Lew Stead Systems

Eric,

While I think all of your systems are worthy blueprints for me to build to sell to home office people as a side business, none of them are acceptable in any way whatsoever for corporate use. I use a homebuilt PC at home, I'm building a dream Athlon system for a friend, but I neither use homebuilts at work nor would I ever recommend them.

Corporate PCs require professional vendors with return policies, long term warranties, 24/7 phone based tech support, overnight shipping of replacement parts and systems, and a trusted reputation. While management is usually held to blame for this, that is only a partial explanation. I don't know where other companies find personnel, but I have never found a help desk employee that I would trust to build a PC from scratch or maintain one based purely on a list of components. In fact, in terms of building a PC from scratch, I know many upper level IT professionals who have never touched a jumper or dip switch.

The economics of homebuilt systems in your articles also don't take into account the productivity costs of ordering parts, maintaining a stock of parts, and physically building the PCs. Nor does it take into account the cost of an ergonomically correct workshop in which to do so. I'm comfortable building a PC on my living room floor, but that's simply not appropriate in a work environment.

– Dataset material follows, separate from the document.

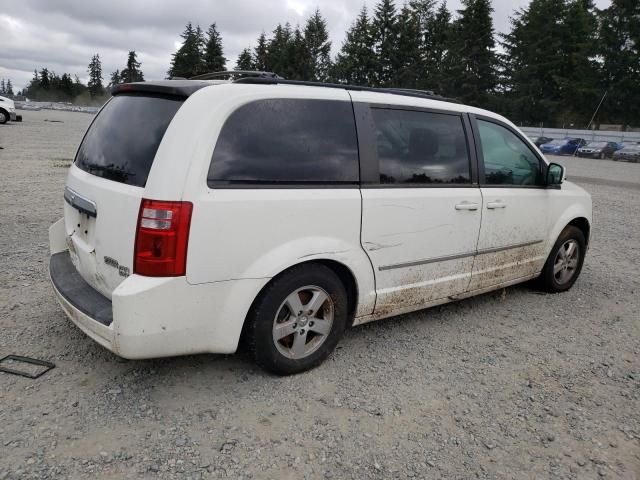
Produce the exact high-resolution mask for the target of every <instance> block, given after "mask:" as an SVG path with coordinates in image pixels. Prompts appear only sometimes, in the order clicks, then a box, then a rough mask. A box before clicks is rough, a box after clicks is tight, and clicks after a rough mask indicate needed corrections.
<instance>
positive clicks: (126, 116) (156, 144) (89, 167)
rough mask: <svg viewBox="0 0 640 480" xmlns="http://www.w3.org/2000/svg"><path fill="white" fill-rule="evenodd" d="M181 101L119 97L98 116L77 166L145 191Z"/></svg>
mask: <svg viewBox="0 0 640 480" xmlns="http://www.w3.org/2000/svg"><path fill="white" fill-rule="evenodd" d="M183 102H184V100H183V99H182V98H172V97H157V96H141V95H117V96H115V97H113V98H112V99H111V100H110V101H109V103H107V105H105V107H104V108H103V109H102V111H101V112H100V113H99V114H98V116H97V117H96V119H95V120H94V122H93V123H92V124H91V127H89V130H88V131H87V134H86V135H85V137H84V140H83V141H82V144H81V145H80V148H79V149H78V154H77V156H76V165H77V166H78V167H79V168H81V169H82V170H84V171H86V172H89V173H91V174H93V175H97V176H98V177H103V178H106V179H109V180H113V181H115V182H120V183H126V184H127V185H135V186H138V187H144V186H145V184H146V183H147V176H148V175H149V171H150V170H151V165H152V164H153V159H154V157H155V155H156V151H157V150H158V146H159V145H160V141H161V140H162V137H163V136H164V133H165V131H166V130H167V127H168V126H169V122H171V119H172V118H173V116H174V115H175V114H176V112H177V111H178V109H179V108H180V106H181V105H182V103H183Z"/></svg>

In my opinion this relates directly to the question of AMD chips. I have never purchased anything other than an AMD chip for a home system (and given the recent defeat of the P4 at the hands of a lowly K6-3+ in a Pi calculation benchmark, it doesn't seem likely that I will do so any time in the near future). However, I have never purchased an AMD based PC for business use because no major vendor has offered mainstream business PCs with anything but Intel processors.